Um governo que utiliza IA para contratar, demitir ou implementar políticas públicas corre o risco de desconsiderar fatores humanos que algoritmos, por mais avançados que se mostrem, não conseguem capturar. Isso poderia avançar para um momento onde decisões sejam tomadas de maneira rígida e inquestionável, como em “O Processo” de Kafka.

Imagem de um Smartphone mostrando a imagem da nova IA DeepSeek criada pela China e que recentemente derrubou a Nasdaq, a bolsa americana de tecnologia nos Estados Unidos.
Matheus Bertelli / Pexels / Canva

E eu estava justamente no ponto do texto em que chamava atenção para um novo tipo de corrida armamentista, desta feita baseada na IA, quando uma notícia inusitada o interrompeu pelo meio: o lançamento pela China do “DeepSeek”, que derrubou a Nasdaq, a bolsa americana de tecnologia nos Estados Unidos. Eu falava justamente de que estamos no limiar desse novo momento de competição pelo domínio global no campo da tecnologia, e de um instante para outro isso deixou de ser mera especulação para invadir nossa realidade de forma inesperada e contundente.

A história já nos mostrou situações em que o desenvolvimento é impulsionado pela lógica do “primeiro a chegar”, na tentativa de ser o primeiro a controlar, trazendo a reboque os riscos do uso irresponsável e destrutivo. Pois de novo somos colocados frente a frente com essa guerra fria a que me referi, com potencial robusto para, inclusive, mudar de fria para quente, dependendo de como os governantes irão reagir a ela.

A mesma capacidade de criar soluções pode igualmente ser usada para fabricar armas ou outros dispositivos que nos ameacem, e isso nos coloca diante desta questão: como garantir que os avanços sejam direcionados para o bem-estar coletivo, em lugar de sucumbir a objetivos de poder e dominação, como o que experimentamos neste exato momento?

O conceito de Harari sobre “agentes alienígenas não orgânicos” não se trata de força de expressão: reflete um medo real de que a IA desenvolva formas de pensar e agir que não consigamos compreender e muito menos exercer controle sobre, relegando à humanidade o papel de mero coadjuvante no comando do planeta. Até há poucos momentos, isso pareceria peça de ficção antes da China interromper meu texto para dizer que tudo estava mais perto do que se pensava.

A especulação sobre um futuro incerto e obscurantista virou uma realidade assustadora, mudando também a gradação do risco, que pula da mera perda do controle funcional para a perda de nossa própria autonomia enquanto espécie.
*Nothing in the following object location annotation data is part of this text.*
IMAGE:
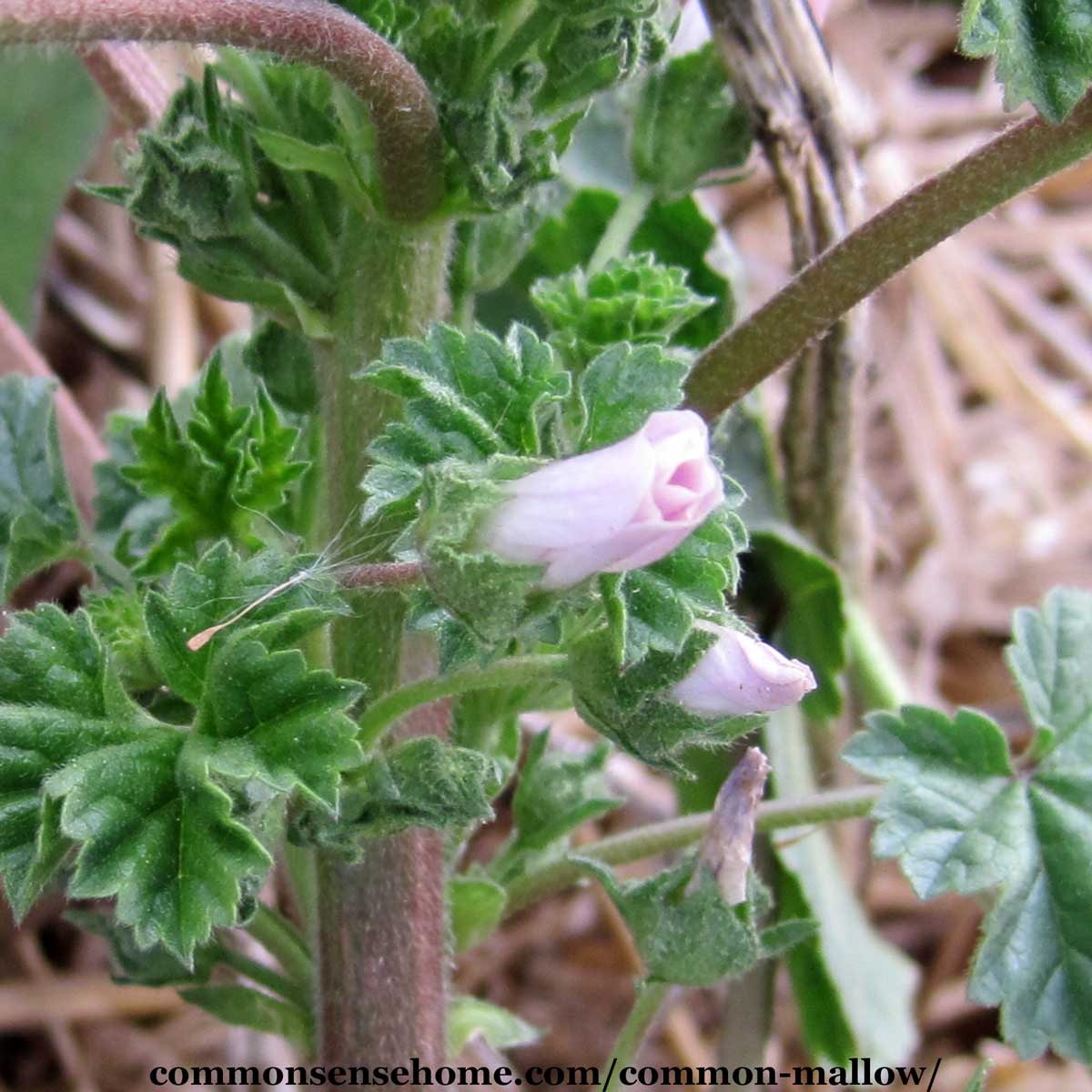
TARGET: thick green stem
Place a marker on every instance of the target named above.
(380, 944)
(680, 834)
(853, 268)
(648, 1004)
(511, 672)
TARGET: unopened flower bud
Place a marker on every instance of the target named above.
(741, 675)
(618, 508)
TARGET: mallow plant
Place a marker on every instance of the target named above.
(485, 450)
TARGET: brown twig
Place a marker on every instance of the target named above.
(131, 83)
(80, 442)
(308, 31)
(776, 63)
(380, 574)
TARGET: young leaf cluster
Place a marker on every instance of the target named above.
(169, 816)
(964, 814)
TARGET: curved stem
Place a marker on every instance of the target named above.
(651, 995)
(511, 672)
(678, 834)
(853, 268)
(311, 32)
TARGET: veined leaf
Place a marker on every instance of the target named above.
(59, 700)
(1044, 50)
(960, 819)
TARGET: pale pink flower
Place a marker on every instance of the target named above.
(742, 675)
(614, 509)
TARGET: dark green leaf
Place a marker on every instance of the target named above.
(38, 523)
(278, 722)
(1044, 50)
(217, 588)
(854, 989)
(59, 700)
(50, 120)
(157, 834)
(688, 124)
(244, 1007)
(468, 396)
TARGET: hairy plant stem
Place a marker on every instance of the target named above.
(678, 834)
(511, 672)
(649, 1002)
(309, 31)
(380, 944)
(621, 228)
(889, 241)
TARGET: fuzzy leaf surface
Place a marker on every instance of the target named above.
(469, 397)
(38, 523)
(59, 702)
(1044, 50)
(959, 819)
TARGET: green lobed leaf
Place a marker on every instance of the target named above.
(1044, 50)
(59, 700)
(653, 610)
(632, 298)
(854, 989)
(622, 387)
(960, 819)
(218, 587)
(1051, 658)
(632, 708)
(38, 523)
(686, 933)
(159, 835)
(228, 464)
(467, 396)
(421, 782)
(278, 722)
(556, 793)
(687, 124)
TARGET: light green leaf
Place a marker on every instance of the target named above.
(470, 1016)
(1051, 658)
(38, 523)
(960, 818)
(244, 1007)
(217, 588)
(228, 464)
(50, 120)
(1044, 50)
(687, 124)
(854, 989)
(476, 905)
(59, 700)
(631, 299)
Neste momento exato de nossa história acabamos de cruzar aquela linha divisória a que me referi acima. Significa dizer que o ponto de irreversibilidade foi deixado para trás, dando início à escalada sem volta, restando-nos apenas olhar para a frente e pensar sobre como iremos lidar isso.

Da mesma forma que eu, todo o resto da humanidade conectada com seu entorno estará tomado pela mesma apreensão que me dominou agora. E não é sobre teorias conspiratórias, mas sobre a maturidade dos que estão no poder para regulamentar o que está chegando, de forma global e incisiva, para garantir que os avanços tecnológicos não sejam explorados com objetivos egoístas ou destrutivos. Olhando para trás parece utópica e até ingênua tal expectativa, mas é o que nos resta.

A sociedade não precisa apenas pensar em discuti-las, mas tomar uma decisão enquanto os acordos ainda são possíveis. Não se trata de desacelerar o progresso, mas de garantir que ele ocorra de forma responsável, já que entramos todos juntos no mesmo barco, e são as decisões tomadas hoje que irão moldar o futuro da humanidade e do planeta, para melhor ou para pior.

Imagem de um grupo de pessoas, com celulares em mãos, discutindo rumos das novas tecnologias e das IA's.
PeopleImages / Getty Images Signature / Canva

Sem colocar ênfase em nenhum sensacionalismo, a jornada que o planeta inicia neste 27 de janeiro nos coloca diante de uma data a comemorar, daqui a alguns anos, ou do princípio de um fim previsível, dependendo de como lidaremos com essa quebra repentina de paradigmas a partir de hoje.

Se escolhida a melhor face desse desafio, não fica tão difícil assim visualizar alguns passos para amenizar os estragos, como:

1 – Criar normas que impeçam o uso malicioso ou irresponsável das IAs, colocando o foco no bem-estar nas pessoas;
2 – Usar as IA’s como ferramenta para reduzir desigualdades, dar acesso universal ao conhecimento e criar oportunidades;
3 – Direcionar os recursos da IA para a solução dos grandes temas globais, incluindo as mudanças climáticas e a pobreza extrema.

Temos à frente um cenário apontando para uma era de progresso que jamais experimentamos, ou o começo do fim que irá se desenhar no horizonte nos próximos anos, e nos sentirmos arrastados para ele a cada dia que nasce é aterrorizante. A AGI, tão buscada pelos países que se enfrentam nessa nova corrida, tem poucas chances de não aumentar a concentração de poder na mão de poucos, marginalizando a maioria da população mundial.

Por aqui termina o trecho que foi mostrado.